2016-03-16

By Victoria Cummings, Serving on the TriMix Foundation team at Pleasant View Elementary School

Read Across America is a reading awareness and motivation program that gives children around the country a chance to celebrate reading. The big celebration is on March 2, in honor of the birthday of the beloved children's author Dr. Seuss. As part of the festivities, our ELA coordinator, Bethany Reppert, organized a week full of events with the hope that students would gain a greater appreciation of both Dr. Seuss and reading.

There were two week long activities. The first was daily Dr. Seuss trivia question, the second was dress up days. Every day was inspired by a different Dr. Seuss book. One of the things that brought me the great joy was the costume contest that took place on Wednesday. Many students dressed up as The Cat in the Cat or Thing 1 and Thing 2. There were a few students who dress up as Horton, from Horton Hears a Who, and a couple that dressed up as The Lorax. My personal favorite from the contest was the student who dressed up as Cindy Lou Who.

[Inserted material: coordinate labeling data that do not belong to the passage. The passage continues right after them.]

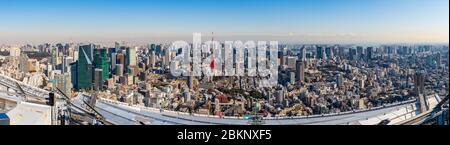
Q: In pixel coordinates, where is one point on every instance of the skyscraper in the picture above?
(369, 53)
(419, 82)
(84, 67)
(64, 83)
(300, 71)
(130, 56)
(319, 52)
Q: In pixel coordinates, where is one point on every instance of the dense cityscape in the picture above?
(312, 80)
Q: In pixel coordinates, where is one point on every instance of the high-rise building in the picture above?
(101, 62)
(23, 63)
(369, 53)
(98, 79)
(329, 52)
(339, 80)
(64, 83)
(120, 58)
(54, 58)
(359, 53)
(14, 52)
(352, 54)
(419, 82)
(119, 69)
(152, 59)
(320, 53)
(300, 71)
(85, 67)
(131, 56)
(73, 74)
(190, 81)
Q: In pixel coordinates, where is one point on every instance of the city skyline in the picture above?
(324, 21)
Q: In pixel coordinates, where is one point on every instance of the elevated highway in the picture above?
(118, 113)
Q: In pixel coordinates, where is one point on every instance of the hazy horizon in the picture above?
(302, 21)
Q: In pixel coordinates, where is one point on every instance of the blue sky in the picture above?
(308, 21)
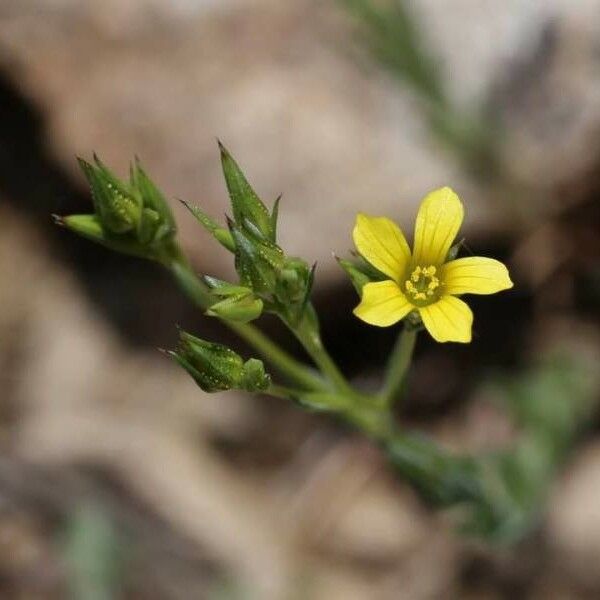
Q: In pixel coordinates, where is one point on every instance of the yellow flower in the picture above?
(423, 281)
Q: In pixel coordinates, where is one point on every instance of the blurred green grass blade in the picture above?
(394, 38)
(93, 555)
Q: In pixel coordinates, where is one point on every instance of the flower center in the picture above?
(423, 285)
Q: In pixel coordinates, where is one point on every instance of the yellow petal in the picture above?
(475, 275)
(438, 221)
(383, 304)
(381, 242)
(448, 320)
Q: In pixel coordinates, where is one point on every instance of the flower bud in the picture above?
(241, 308)
(254, 378)
(133, 218)
(222, 235)
(216, 368)
(117, 205)
(246, 205)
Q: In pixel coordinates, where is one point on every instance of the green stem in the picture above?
(398, 365)
(308, 334)
(281, 360)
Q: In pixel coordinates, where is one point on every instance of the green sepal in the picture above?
(117, 205)
(245, 203)
(224, 288)
(294, 287)
(454, 250)
(90, 227)
(358, 277)
(257, 262)
(254, 377)
(154, 203)
(222, 235)
(148, 226)
(275, 216)
(241, 308)
(216, 368)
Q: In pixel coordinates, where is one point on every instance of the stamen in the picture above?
(422, 283)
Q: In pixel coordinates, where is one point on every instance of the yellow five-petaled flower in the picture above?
(424, 281)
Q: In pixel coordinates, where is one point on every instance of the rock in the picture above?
(574, 519)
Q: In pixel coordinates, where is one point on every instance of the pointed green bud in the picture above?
(222, 235)
(216, 368)
(133, 218)
(257, 262)
(275, 216)
(157, 220)
(294, 287)
(254, 378)
(245, 203)
(117, 205)
(454, 250)
(224, 288)
(89, 226)
(241, 308)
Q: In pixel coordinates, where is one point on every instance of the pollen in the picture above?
(423, 285)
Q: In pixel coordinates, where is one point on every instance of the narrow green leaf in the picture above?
(245, 202)
(222, 235)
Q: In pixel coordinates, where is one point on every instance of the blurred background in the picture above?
(118, 477)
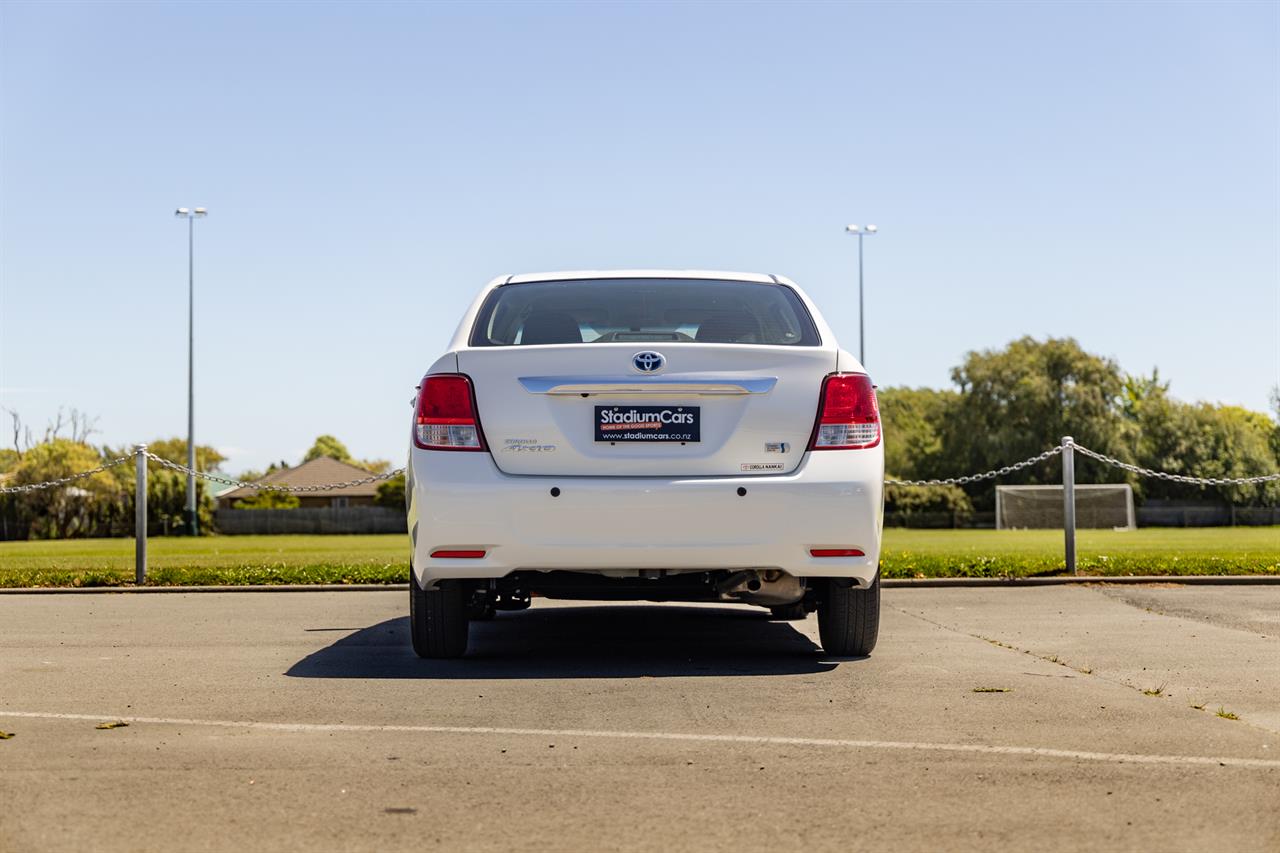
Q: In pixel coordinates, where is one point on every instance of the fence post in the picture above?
(1069, 500)
(140, 516)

Monday was the start of our door decorating contest. Tuesday's big event was a surprise teacher appreciation breakfast for the teachers, which included coffee and pastries. The main event on wednesday was Pajamarama. Students and their families joined us for a relaxing night to watch The Lorax and eat some popcorn in their pajamas. On Thursday we had a poetry showcase for the 5th graders. Both of the 5th grade classes gathered in the library for lunch and to listen to their fellow 5th graders recite the poems they wrote a few weeks earlier. On Tuesday and Thursday our arts and crafts for morning programs were inspired by Dr. Seuss.

Because we were out of the classroom for a Learning and Development Day there weren’t any planned activities other than the dress up day and the announcement of winners on Friday, but something special did happen in my classroom. One of my ELA focus list students was given the chance to reading The Cat and the Hat aloud to the class. When my partner teachers shared this with me it brought me so much joy. He had great articulation and read with great fluidity. After the week was over the same student said to me “I really liked Dr. Seuss week, I’m really sad it’s over”. I was ecstatic to know that he had a better appreciation for Dr. Seuss and He is more excited about reading now than ever.